Monsieur le ministre de l’Éducation Nationale et de la Jeunesse,

Depuis le 16 mars, tous les établissements scolaires sont fermés. Les enseignant·es assurent une continuité pédagogique depuis cette date avec leurs classes respectives, un enseignement à distance pour lequel ils n’ont pas reçu de formation ce qui génère un surcroît de travail, maintenant le lien avec leurs élèves au cœur d’une situation inédite.

Alors que les vacances de la zone C démarrent ce samedi 4 avril, vous avez annoncé qu’un soutien scolaire serait mis en place au cours de cette période, créant ainsi une division entre deux catégories d’élèves : ceux qui ont besoin de se reposer et ceux qui ont besoin de remédiation.

Or, les élèves, les parents d’élèves et tout le personnel éducatif ont besoin de se reposer et cette coupure est nécessaire.

Les parents d’élèves souhaitent par ailleurs que cesse la pression exercée sur leurs enfants. Et les enseignant·es refusent de subir celle exercée par des chefs d’établissement qui, pour certains les poussent à poursuivre le travail durant les congés, faisant fi de leur fatigue. Le 18 mars, vous lanciez l’opération « nation apprenante ». Aujourd’hui nous ne voulons pas de « vacances apprenantes ».

De plus, il nous paraît illusoire de croire que des élèves qui ont rencontré des difficultés pour travailler pendant trois semaines vont le faire sur la période de vacances scolaires.

Il est en effet important de prendre en compte la réalité d’un confinement au sein de familles qui vivent dans la précarité, qu’elle soit matérielle, sanitaire ou numérique.

Vos différents discours ne font qu’entretenir l’idée qu’il faut acquérir de nouvelles notions et que sans ce soutien, elles seront insurmontables. Malheureusement, cela ne fait qu’accroître la tension actuelle pour de nombreux parents, parfois démunis socialement et matériellement. Car la réalité est encore plus crûe en cette période de confinement. Vous demandez aux parents de jouer un rôle qui n’est pas le leur : certains y parviennent, d’autres sont dépassés. De ces situations naissent parfois des conflits au sein des familles, accentuant des problèmes déjà existants. Les élèves se retrouvent alors au mieux au cœur de l’indifférence, au pire au cœur de violences.

Presque trois semaines après la mise en place du confinement, nous considérons qu’il est vital que chacun·e puisse se recentrer sur l’essentiel et prenne un peu de temps pour soi. Vouloir assurer à tout prix un soutien durant ces vacances, c’est aussi vouloir donner l’illusion que rien n’a changé.

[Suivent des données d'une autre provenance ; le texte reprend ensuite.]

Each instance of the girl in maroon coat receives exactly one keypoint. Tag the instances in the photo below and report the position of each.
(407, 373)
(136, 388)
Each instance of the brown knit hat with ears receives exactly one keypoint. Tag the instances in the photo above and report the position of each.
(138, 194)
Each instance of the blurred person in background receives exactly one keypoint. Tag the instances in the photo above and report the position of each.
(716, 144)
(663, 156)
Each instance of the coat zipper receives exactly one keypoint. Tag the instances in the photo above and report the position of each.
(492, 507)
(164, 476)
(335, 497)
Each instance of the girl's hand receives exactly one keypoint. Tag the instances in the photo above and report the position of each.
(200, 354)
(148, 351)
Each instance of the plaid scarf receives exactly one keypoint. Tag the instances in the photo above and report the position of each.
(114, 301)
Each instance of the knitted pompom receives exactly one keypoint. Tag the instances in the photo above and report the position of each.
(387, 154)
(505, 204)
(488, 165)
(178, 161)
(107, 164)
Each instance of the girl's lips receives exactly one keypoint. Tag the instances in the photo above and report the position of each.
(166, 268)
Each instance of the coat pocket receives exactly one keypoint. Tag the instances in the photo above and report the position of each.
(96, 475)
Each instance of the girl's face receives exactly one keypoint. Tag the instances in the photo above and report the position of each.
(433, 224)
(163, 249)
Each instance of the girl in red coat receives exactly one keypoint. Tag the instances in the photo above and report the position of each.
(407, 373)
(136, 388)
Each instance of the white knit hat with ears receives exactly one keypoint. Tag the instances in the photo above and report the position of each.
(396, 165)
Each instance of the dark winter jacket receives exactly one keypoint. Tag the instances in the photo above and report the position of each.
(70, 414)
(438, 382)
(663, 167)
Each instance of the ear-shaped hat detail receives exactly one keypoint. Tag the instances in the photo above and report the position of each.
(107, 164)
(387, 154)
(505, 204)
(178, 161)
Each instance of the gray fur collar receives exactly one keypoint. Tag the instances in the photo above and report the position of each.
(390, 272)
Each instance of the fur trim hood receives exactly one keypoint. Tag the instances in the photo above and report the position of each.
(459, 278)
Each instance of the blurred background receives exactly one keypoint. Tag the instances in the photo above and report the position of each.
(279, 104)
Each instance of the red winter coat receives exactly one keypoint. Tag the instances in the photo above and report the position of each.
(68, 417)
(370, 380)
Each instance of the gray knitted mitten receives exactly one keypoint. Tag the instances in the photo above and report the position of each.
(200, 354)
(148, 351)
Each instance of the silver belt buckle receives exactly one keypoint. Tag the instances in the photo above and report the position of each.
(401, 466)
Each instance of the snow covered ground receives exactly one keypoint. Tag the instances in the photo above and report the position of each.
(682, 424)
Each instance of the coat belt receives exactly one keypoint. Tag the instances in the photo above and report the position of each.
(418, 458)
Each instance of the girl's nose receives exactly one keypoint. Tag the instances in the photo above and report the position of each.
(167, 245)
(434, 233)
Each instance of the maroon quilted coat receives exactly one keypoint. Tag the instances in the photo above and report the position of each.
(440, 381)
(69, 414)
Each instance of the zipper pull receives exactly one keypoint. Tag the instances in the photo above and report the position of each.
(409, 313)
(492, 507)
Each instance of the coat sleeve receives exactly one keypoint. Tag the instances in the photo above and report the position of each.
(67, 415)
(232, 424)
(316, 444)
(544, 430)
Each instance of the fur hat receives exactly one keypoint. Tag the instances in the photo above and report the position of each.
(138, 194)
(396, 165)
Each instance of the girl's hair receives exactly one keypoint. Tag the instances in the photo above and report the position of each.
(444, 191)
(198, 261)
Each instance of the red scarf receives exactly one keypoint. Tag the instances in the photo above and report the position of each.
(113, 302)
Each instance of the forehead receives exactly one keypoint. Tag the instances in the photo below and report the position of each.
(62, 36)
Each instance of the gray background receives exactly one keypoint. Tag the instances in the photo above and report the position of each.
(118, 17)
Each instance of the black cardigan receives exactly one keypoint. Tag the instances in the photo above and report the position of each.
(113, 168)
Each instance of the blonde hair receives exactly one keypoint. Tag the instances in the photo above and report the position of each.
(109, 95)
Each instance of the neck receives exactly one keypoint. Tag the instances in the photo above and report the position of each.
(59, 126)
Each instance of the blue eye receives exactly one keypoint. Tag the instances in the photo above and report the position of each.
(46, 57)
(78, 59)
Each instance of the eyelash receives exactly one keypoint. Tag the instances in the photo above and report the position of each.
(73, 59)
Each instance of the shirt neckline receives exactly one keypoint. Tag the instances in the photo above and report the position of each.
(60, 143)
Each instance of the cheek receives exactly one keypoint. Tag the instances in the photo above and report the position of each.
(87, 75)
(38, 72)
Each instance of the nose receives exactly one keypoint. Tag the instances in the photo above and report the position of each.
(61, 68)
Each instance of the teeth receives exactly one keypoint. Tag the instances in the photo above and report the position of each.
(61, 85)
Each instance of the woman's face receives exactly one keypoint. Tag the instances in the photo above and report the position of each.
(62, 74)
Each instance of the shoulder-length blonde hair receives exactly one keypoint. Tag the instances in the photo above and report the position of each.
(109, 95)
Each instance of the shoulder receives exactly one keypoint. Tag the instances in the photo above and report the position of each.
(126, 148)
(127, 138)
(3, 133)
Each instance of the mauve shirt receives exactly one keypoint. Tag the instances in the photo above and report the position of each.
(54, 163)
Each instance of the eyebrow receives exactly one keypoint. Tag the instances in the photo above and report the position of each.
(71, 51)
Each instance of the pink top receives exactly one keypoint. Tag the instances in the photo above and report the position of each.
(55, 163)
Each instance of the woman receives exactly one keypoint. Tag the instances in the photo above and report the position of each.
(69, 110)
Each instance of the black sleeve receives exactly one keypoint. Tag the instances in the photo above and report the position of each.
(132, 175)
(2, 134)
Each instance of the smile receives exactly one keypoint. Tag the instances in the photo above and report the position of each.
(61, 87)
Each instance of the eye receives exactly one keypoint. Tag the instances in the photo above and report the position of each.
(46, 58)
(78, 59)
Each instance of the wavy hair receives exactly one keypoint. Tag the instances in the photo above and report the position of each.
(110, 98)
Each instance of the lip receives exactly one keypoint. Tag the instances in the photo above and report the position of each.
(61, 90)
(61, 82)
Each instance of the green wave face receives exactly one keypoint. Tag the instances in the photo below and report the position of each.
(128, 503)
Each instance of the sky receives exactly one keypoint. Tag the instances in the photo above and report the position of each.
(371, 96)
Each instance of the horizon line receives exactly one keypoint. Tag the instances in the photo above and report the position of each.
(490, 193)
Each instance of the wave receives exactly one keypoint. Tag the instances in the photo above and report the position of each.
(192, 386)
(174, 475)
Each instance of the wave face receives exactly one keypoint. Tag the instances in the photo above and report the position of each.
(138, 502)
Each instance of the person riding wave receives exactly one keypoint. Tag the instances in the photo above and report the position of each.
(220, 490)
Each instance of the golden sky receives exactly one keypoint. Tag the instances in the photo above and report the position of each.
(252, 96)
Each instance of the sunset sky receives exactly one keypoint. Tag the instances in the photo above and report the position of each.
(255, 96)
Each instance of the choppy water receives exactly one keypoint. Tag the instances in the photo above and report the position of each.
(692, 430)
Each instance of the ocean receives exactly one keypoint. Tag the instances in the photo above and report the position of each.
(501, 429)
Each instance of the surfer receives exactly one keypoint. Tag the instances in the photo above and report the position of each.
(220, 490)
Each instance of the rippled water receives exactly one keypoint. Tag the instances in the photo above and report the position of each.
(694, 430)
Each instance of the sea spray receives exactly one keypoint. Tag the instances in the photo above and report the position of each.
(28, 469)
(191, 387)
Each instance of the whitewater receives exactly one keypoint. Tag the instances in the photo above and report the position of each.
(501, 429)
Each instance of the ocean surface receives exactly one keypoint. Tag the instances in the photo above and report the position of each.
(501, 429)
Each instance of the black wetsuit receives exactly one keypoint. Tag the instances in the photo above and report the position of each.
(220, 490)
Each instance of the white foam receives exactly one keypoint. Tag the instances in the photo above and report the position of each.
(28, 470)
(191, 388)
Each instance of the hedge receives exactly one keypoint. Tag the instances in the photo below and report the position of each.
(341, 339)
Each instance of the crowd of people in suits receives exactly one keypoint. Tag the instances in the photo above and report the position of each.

Assommer les élèves de travail ne fera pas oublier la situation actuelle.

Plus que jamais, nous avons besoin de ce temps de vacances pour évacuer, oublier un peu, et pour certains faire le deuil d’un proche.

Nous vous demandons Monsieur le ministre de prendre la mesure de ce qui se joue en ce moment pour les enseignant·es, les élèves et leurs parents.

Nous vous demandons de respecter ces vacances, faisant d’elles un temps de repos mérité par tous et de veiller à ce que certains chefs d’établissement cessent de faire pression sur les enseignant·es, en particulier les enseignant·es précaires.

Nous vous prions de croire, Monsieur le ministre, en l’expression de nos salutations respectueuses

 

Monsieur Jean-Michel BLANQUER
Ministre de l’Éducation Nationale et de la Jeunesse
110 rue de Grenelle
75357 Paris SP 07

Paris le 1er avril 2020

Monsieur le Ministre,

Alors que les vacances de printemps démarreront ce samedi dans la zone C, vous avez annoncé la mise en place, pendant cette période, d’un programme de soutien scolaire divisant ainsi les élèves en deux catégories, celles et ceux qui auraient besoin de se reposer et celles et ceux qui auraient besoin de remédiation.

Tous les élèves, parents d’élèves et personnels ont droit aux vacances et en ont besoin.

Les parents d’élèves demandent à ce que s’arrête la pression qui s’exerce sur eux et leurs enfants.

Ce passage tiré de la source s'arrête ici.